Kış boyu en sevdiğim diziler kold keyz, vitaut a treys (kayıp bulanlar), csi-ny (new yorklu adli tıpçılar) oldu. Yazın pek dizi izlemiyorum ama Dı closer'ı kardeşim tavsiye etti, rastlayınca bakıyorum. İranlı kadının itirafı sırasında elektrikler kesilmesin mi!!! (hep klimalar yüzünden). Ama manto tutma sahnesini kaçırmadım. bir de Dexter var kardeşimin tavsiyesi. Gündüzleri adli tıpçı, geceleri seri-katil. Ona bir kere rastladım, daha kanım ısınmadı ama belki izlersem severim. Neden bu adli tıp dizileri bu kadar seviliyor acaba? Bu sene bir yurdışı uçuşunda film olarak vitaut a treys'in bölümlerini yayınladılar da pek şaşırdım...Her milletten insana hitap ettiğini falan tespit etmişler ki uçakta bile onu gösteriyorlar?!

laleninbahcesi dedi ki...

izlemiyorum yav, ama sen anlatınca ilgimi çekti. Bazen criminal canala takılıyorum ama içim ürperiyor.
Umut olmadığı zaman umut uydurmalısın sözü tam bizim ülkemize göre. Bu ara acilen umut uydurmalıyız. Öptüm seni ataletimm

Adsız dedi ki...

hani o omuz üzerinden bakıp da,
tepki ölçme var ya..
pek olmaz normal hayatta ya ataletim..
dizilerin, filmlerin güzel yanı da bu işte..
pek olmayanı,
hep olurmuş gibi göstermek.. :)

bir de şu uyumlu ilişkiler meselesi..
birbirlerini ilk tanıdıkları andan itibaren %100 uyuma inanmak zor..
uyum tememli şart..
elektrik gibi..
kimya gibi..
bunlar olmazsa,
uyum da olmuyor zaten..
bir iğretilik oluyor..
ancak zamanla da gelişip,
büyüyebiliyor uyum..

babam karşıdan karşıya geçerken,
erkek araba gelen tarafta durur derdi..
kadını korur..
nezaket kuralıdır..
dünlüğün babasıyla birlikte olmaya başladığımızda,
ben otomatik onu ata ata arabaların önüne,
o da öğrendi işte :)

uyum gelişebilir..
iki taraf da istedikten sonra :)

Adsız dedi ki...

sondan başlayacağım yorum altlarına..

oyam..
zamanla oluyor diyorsun ya..
o dediğin kendini kandırmak..oluyor aslında..yıllarını bir arada geçirip de.. hala hiç uyuşamayan ne çok insan var..
aslında temeli..
sanırım yeniden düşününce.. saygı..
ve kendine güven.. karşıdakinin değişmeyeceğini bilmek ve olduğu şeye saygı duymaktan geçiyor..
fizik ve kimya.. ile beraber o uyum ya ta baştan oluyor....
ya da..
bi taraf oldu oluyor diye kendini kandırır..

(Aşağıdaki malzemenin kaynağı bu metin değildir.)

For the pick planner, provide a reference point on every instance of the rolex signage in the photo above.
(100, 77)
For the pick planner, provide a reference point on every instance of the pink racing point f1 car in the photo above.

güçlü insanlar her taşın altından kalkarım sanır da..
işte evlilik öyle bir taş değil..
ha oldu ha oluyor diye.. ömür biter..
bi bakarsın ki..
hiçbiryerde değilsin hala =)...
bir uyum yok aramızda.. ama biz hala evliyiz.. beraberiz modeli de vardır bunun..
daha iyidir..
diğeri yeterince uğraşırsam olur.. fikri.. bence perfeksiyonizm aşkına.. vazgeçememek ve kendini kandırmaktır....
yaradan korusun.. bu durumdan ..herkesi..
*************
lalem.. jeykıb kadar umutsuz değiliz ama...
bunu da biliyoruz..
daha ne olsun.. du ben masal anlatayım size gene..
*************
hbaşakım ..
ben bu türde..
eskiden hafiyelik derlerdi hani..
zeka bilmecesi gibi tüm gerilimleri severim..
ama bunları daha da sevdim.. toptan =)
*************
dolfinim..
iyi dileklerim seninle..
şişte bu işler zorlama ile olmuyor..
bi şekilde oluyor.. olunca da hoş oluyor..

filmi seyretmiş olmana ve beğenmene sevindim.. benim favori filmlerimdendir..
***************
alperim..
hiç bahsetmesen de..
sanırım sizin de uyumlu çıkacak testin sonucu..
=P
baksana bugünkü yazında.. hanımın sana hak vereceğini söylediğin konuya..=).........

hbasak dedi ki...

Dün sofrada bu yazıyı andım. Anne-baba, anneanne-dede teyze vs. birarada büyük sofra. Yok, bizimkilerde tarafların "birbirlerinin boşluk içindeki yerini bildiği" uyumlu ilişkiler yok...Çift olarak da ana-kız, abla-kardeş olarak da yok. Herkes aynı anda aynı yere uzanıyor ve çok konuşuyor. Söze çok meraklıyız çünkü. Bana kalırsa birinin elini masada ileri doğru uzattığını görünce hiç söz etmeden alıp istediği tuzluğu ona doğru uzatmalı, teşekkür için bir bakış kafi. "Tuz mu istedin, dur sana vereyim, al işte burada" "evet, lütfen uzat onu bana, zahmet oldu, sağol"...ve daha bir sürü gereksiz söz edildi mi ruhum daralıyor, geriliyorum. Ama bakıyorum diğerleri -bu arada tuz çoktan çorbaya ekilse de- illa ki lafları peşpeşe sıralıyorlar, benim niye kızdığımı anlamıyorlar, onların tahammülsüzlüğü sessizliğe.